Video
Author(s):
Jeffrey Graham, MD, discusses study results shared during the 2021 Genitourinary Cancers Symposium which suggest that for patients with the rare histology of non–clear cell renal cell carcinoma (RCC), frontline immune checkpoint inhibitor therapy could improve overall survival (OS).
The study showed that in a population of 1181 patients with non–clear cell metastatic RCC, the median OS was 28.6 months in patients receiving an immune checkpoint inhibitor–based regimen compared with 19.2 months and 12.6 month, respectively, in patients being treated with a VEGF inhibitor and an mTOR inhibitor.
The median time-to-treatment failure in those who received an immunotherapy-based regimen was also longer at 6.9 months versus 5.1 months with a VEGF inhibitor and 3.9 months with an mTOR inhibitor.
In the entire population of patients included in the analysis, the objective response rate (ORR) achieved in those who received an immunotherapy-based regimen was 25%; it was 17.8% in those who received VEGF targeted therapy and 5.8% in those who received mTOR-targeted treatment.
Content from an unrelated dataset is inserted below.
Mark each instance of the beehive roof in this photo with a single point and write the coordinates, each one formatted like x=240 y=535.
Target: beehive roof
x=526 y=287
When looking at ORR per histologic subgroup, those with papillary disease who received VEGF treatment experienced an ORR of 13.0% versus 3.7% with mTOR therapy and 31.6% with immunotherapy-based treatment. In patients with the chromophobe subtype, the ORRs were 20.6% versus 13.6% versus 9.1% in those who received VEGF therapy, mTOR therapy, and an immunotherapy-based regimen, respectively. Those with an unclassified disease subtype experienced ORRs of 15.2%, 0%, and 33.3%, respectively.
Graham is a medical oncologist and an assistant professor at the University of Manitoba in Canada.